O ente lírico acorda
de manhã bem cedo, antes que o sol tenha se levantado, e fica a pensar na longa
jornada diária que terá pela frente. Então se recosta no leito, ao lado da
companheira ainda adormecida, pondo-se a ouvir com atenção tudo que o que se
passa à volta, ou melhor, em meio às árvores lá fora, submetidas à chuva que começa
a cair.
De início, o falante
consegue perceber as gotas da chuva caindo, uma a uma, sobre as folhas.
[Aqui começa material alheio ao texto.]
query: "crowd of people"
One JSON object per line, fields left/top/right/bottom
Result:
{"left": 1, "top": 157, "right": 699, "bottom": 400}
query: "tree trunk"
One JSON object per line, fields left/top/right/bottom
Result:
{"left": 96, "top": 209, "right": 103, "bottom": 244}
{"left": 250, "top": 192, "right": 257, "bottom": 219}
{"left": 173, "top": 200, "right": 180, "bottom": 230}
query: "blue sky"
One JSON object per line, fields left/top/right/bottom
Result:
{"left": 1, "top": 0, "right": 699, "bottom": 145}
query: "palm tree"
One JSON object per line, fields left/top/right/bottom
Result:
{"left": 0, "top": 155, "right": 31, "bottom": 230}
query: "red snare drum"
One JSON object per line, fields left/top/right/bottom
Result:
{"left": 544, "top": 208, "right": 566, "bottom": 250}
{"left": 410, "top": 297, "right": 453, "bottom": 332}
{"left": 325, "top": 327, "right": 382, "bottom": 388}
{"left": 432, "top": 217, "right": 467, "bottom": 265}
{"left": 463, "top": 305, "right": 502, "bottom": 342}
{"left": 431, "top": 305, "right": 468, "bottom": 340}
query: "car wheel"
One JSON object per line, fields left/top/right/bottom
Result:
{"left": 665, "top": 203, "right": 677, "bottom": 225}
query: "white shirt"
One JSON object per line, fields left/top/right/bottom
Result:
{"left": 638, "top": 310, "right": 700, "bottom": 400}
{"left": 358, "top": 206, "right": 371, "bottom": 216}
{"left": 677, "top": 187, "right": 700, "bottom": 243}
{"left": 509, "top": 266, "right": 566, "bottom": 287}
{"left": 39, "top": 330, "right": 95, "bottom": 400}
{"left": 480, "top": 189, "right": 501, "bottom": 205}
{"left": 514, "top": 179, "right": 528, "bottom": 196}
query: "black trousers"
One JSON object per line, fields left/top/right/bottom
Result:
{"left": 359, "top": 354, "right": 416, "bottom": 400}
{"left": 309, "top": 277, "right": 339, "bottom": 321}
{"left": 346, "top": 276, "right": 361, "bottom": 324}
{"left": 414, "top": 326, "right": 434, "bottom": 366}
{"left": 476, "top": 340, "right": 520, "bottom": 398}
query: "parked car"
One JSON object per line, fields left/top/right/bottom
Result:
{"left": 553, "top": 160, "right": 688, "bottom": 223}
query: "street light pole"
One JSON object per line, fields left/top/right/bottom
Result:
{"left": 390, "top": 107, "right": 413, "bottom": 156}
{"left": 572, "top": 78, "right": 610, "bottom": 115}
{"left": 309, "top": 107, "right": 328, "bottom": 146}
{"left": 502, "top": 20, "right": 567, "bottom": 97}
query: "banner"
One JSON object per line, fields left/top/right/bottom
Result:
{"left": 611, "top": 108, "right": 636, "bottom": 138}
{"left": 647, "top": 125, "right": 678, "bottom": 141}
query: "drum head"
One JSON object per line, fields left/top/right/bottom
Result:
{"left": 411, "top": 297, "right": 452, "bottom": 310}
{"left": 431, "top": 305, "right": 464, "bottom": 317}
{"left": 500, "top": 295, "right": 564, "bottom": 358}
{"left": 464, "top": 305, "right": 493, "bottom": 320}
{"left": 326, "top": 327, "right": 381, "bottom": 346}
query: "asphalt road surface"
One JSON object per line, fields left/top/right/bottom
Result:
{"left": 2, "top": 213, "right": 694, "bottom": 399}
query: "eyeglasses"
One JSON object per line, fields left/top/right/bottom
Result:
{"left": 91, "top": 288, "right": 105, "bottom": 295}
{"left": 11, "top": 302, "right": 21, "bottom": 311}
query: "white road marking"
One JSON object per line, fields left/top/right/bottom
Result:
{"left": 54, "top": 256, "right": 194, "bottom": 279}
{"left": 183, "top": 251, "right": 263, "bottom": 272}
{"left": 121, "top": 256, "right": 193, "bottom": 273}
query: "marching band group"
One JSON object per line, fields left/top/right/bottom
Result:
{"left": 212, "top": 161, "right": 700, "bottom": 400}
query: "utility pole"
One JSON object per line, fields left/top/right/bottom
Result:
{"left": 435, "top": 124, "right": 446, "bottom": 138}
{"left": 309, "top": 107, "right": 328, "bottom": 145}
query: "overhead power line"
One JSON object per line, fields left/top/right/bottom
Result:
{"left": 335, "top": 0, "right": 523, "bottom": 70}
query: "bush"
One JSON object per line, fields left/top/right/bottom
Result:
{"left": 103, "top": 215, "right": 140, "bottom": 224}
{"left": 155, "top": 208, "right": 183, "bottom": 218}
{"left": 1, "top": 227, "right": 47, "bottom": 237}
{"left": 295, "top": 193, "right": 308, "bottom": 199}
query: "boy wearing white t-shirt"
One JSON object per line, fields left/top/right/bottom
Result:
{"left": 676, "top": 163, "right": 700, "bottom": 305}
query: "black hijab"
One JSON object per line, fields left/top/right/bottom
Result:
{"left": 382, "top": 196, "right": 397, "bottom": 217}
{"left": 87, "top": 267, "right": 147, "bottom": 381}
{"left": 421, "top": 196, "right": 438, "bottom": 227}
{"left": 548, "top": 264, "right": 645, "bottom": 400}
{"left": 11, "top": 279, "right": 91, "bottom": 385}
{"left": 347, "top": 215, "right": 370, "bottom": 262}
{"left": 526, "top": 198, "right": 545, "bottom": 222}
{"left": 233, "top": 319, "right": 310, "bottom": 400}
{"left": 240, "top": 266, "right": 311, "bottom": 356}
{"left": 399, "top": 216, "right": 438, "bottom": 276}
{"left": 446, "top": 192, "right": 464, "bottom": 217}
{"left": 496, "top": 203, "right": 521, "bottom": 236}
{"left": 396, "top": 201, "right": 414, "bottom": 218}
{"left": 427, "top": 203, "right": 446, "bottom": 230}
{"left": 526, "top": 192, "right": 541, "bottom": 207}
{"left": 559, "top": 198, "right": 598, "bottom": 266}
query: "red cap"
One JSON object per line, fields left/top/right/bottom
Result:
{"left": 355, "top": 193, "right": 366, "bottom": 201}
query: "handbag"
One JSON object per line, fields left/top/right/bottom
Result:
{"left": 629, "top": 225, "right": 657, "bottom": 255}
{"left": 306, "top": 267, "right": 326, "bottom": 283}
Depois,
não mais: o barulho da bátega se tornou mais alto, combinando-se ao do caudal
de um riacho às proximidades, “rugindo sem parar na impetuosa escuridão”.
Trata-se, por conseguinte,
de uma “viagem” não literal sob (ou ‘ao’) domínio da chuva: há prazer maior do
que acordar pela manhã e ouvir aquele fragor de chuva sobre o teto ou as
vidraças, levando-nos a ficar mais um pouco na cama, tanto mais quando em boa
companhia?!
J.A.R. – H.C.
W. S. Merwin
(1927-2019)
Rain Travel
I wake in the dark
and remember
it is the morning
when I must start
by myself on the
journey
I lie listening to
the black hour
before dawn and you
are
still asleep beside
me while
around us the trees
full of night lean
hushed in their dream
that bears
us up asleep and
awake then I hear
drops falling one by
one into
the sightless leaves
and I
do not know when they
began but
all at once there is
no sound but rain
and the stream below
us roaring
away into the rushing
darkness
Viagem pela estrada
sob chuva
(Ananya Gupta:
pintora indiana)
Viagem de Chuva
Desperto no escuro e lembro-me
de que é a manhã em
que devo começar
sozinho a jornada.
Reclino-me a ouvir a
hora negra
antes do amanhecer e
você ainda
está dormindo ao meu
lado, enquanto
ao nosso redor as árvores
repletas de noite se inclinam
silenciosas em seu
sonho que nos mantém
adormecidos e despertos;
então ouço
gotas caindo uma a
uma em
folhas que não se
veem, sem que
eu saiba quando elas
começaram, mas
de repente não há
mais som, senão a chuva
e o riacho abaixo de
nós, rugindo
sem parar na
impetuosa escuridão.
Referência:
MERWIN, W. S. Rain travel. In: BENSON, Gerard; CHERNAIK, Judith; HERBERT, Cicely (Eds.). Best poems on the underground. 1st publ. London, EN: Weidenfeld & Nicolson, 2009. p. 188.